Trinkwasserqualität, Sichtweiten bis 25 m und eine spiegelglatte hellblaue Wasseroberfläche, die im Hintergrund von einer steil aufragenden Bergkulisse gesäumt wird - nicht nur Sporttaucherinnen und Sporttaucher lassen sich von der besonderen Atmosphäre des Attersees fesseln. Für das Tauchen mit wissenschaftlicher Zielsetzung haben die lichtdurchfluteten, mit heller Seekreide überzogenen Uferbereiche besonderes Potential. Hier verbirgt sich ein europaweit einzigartiges Archiv menschlicher Vergangenheit.
Tauchgänge in die prähistorischen Pfahlbauten am Attersee gehören allerdings zu einem Privileg, welches nur wenigen Forschungstaucherinnen und Forschungstauchern mit einer umfangreichen Ausbildung genehmigt wird. Die Reste der prähistorischen Siedlungen stellen nämlich äußerst empfindliche, schützenswerte Unterwasserdenkmäler dar. Ähnlich den Berufstaucherinnen und Berufstauchern, führen sie anspruchsvollste Arbeiten unter Wasser aus. Im Gegensatz zur Berufstaucherei, steht jedoch das wissenschaftliche Anliegen im Fokus. Im Arbeitsalltag wird ein Höchstmaß an Leistungsbereitschaft, Disziplin und Begeisterung gefordert, weil Tauchsicherheit sowie effektives und präzises Arbeiten unter Wasser gewährleistet werden muss.
Hierbei handelt es sich jedoch keinesfalls um Wunschvorstellungen von unpraktisch veranlagten Akademikerinnen und Schreibtischarchäologen. Aus meiner Sicht ist es wichtig als archäologisch interessierte Taucherinn bzw. Taucher, egal ob auf beruflicher oder privater Ebene, ein Bewusstsein für kulturelles Erbe unter Wasser zu entwickeln und Verantwortung zu übernehmen. Viele Menschen, die nichts mit Archäologie zu tun haben, denken nach wie vor, Unterwasserarchäologie und Schatzjägerei sind im Grunde dasselbe. Aber Nein! - Genau das Gegenteil ist der Fall. In der modernen Unterwasserarchäologie hat man davon Abstand genommen archäologische Stätten rein aufgrund der hübschen Artefakte auszubeuten. Das Entnehmen von Fundstücken aus den Siedlungsschichten ist leider oft mit der Störung und Zerstörung der einzigartig gut konservierten Zeitkapseln verbunden.

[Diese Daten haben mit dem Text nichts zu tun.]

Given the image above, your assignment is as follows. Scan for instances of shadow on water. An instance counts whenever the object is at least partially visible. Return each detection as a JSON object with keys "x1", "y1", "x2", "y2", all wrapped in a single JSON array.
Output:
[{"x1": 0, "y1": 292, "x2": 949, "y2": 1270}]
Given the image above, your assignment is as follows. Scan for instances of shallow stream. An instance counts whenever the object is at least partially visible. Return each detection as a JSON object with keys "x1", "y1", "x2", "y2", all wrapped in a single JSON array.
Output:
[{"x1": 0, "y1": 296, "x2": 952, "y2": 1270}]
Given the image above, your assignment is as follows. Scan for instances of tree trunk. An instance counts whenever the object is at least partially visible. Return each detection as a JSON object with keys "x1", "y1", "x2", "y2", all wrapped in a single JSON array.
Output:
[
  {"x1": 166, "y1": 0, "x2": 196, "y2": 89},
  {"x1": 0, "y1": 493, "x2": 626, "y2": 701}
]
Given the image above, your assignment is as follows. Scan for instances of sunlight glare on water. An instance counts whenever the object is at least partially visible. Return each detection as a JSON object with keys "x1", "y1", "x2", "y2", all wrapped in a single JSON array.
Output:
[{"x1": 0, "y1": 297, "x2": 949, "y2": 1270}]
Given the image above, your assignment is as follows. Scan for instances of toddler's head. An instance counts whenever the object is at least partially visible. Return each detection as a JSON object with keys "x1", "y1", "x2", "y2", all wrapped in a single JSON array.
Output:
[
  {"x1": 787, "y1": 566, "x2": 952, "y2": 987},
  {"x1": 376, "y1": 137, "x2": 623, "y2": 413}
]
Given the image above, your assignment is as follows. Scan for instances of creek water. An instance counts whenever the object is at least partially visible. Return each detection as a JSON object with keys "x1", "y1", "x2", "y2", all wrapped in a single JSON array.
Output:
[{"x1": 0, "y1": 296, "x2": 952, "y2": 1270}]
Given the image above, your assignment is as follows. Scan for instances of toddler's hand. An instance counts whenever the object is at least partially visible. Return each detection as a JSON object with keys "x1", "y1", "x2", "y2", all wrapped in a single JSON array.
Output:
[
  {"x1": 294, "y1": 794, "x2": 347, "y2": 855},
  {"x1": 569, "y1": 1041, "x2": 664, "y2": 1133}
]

Natürlich hat es seinen Reiz in die Welt der Pfahlbauten eintauchen zu können, dabei schwerelos durchs Wasser zu gleiten und auf perfekt konservierte Fundstücke zu stoßen. Doch die prähistorischen Siedlungen haben auf archäologischer Ebene viel mehr zu bieten. Mich persönlich fasziniert es beispielsweise, als Taucherin und Archäologin, die Möglichkeit zu haben von der Probenentnahme von Bohrkernen bei taucharchäologischen Aktionen im See, bis hin zur Analyse im Labor hautnah dabei sein zu können.
Heutzutage sind oft die nach außen hin eher unscheinbar wirkenden Dinge diejenigen, welche am vielversprechendsten für die Wissenschaft sind. Gerade im Forschungsfeld der Pfahlbauarchäologie spielen etwa Sedimentproben, die man in Form von Bohrkernen entnimmt, eine bedeutende Rolle. Die Bestandteile der ungestörten, matschigen gräulich-braunen Siedlungsschichten verbergen großartige Einblicke in vergangene Welten. Mit Hilfe der Bestandteile wie mikroskopisch kleinem, fossilem Blütenstaub können etwa Vegetation- und Landschaftsrekonstruktionen durchgeführt werden und Hinweise auf den prähistorischen Klimawandel gewonnen werden.
Heute wissen wir, dass die im Alpen- und Voralpenraum verbreiteten Pfahlbausiedlungen viel mehr zu bieten haben als Steinartefakte, Keramik, Schmuck oder Knochengeräte. Das unterwasserarchäologische Abenteuer der Erforschung der Pfahlbauten rund um die Alpen hält einzigartige Hinweise bereit, vergangene Kulturen und menschliche Identitäten zu rekonstruieren.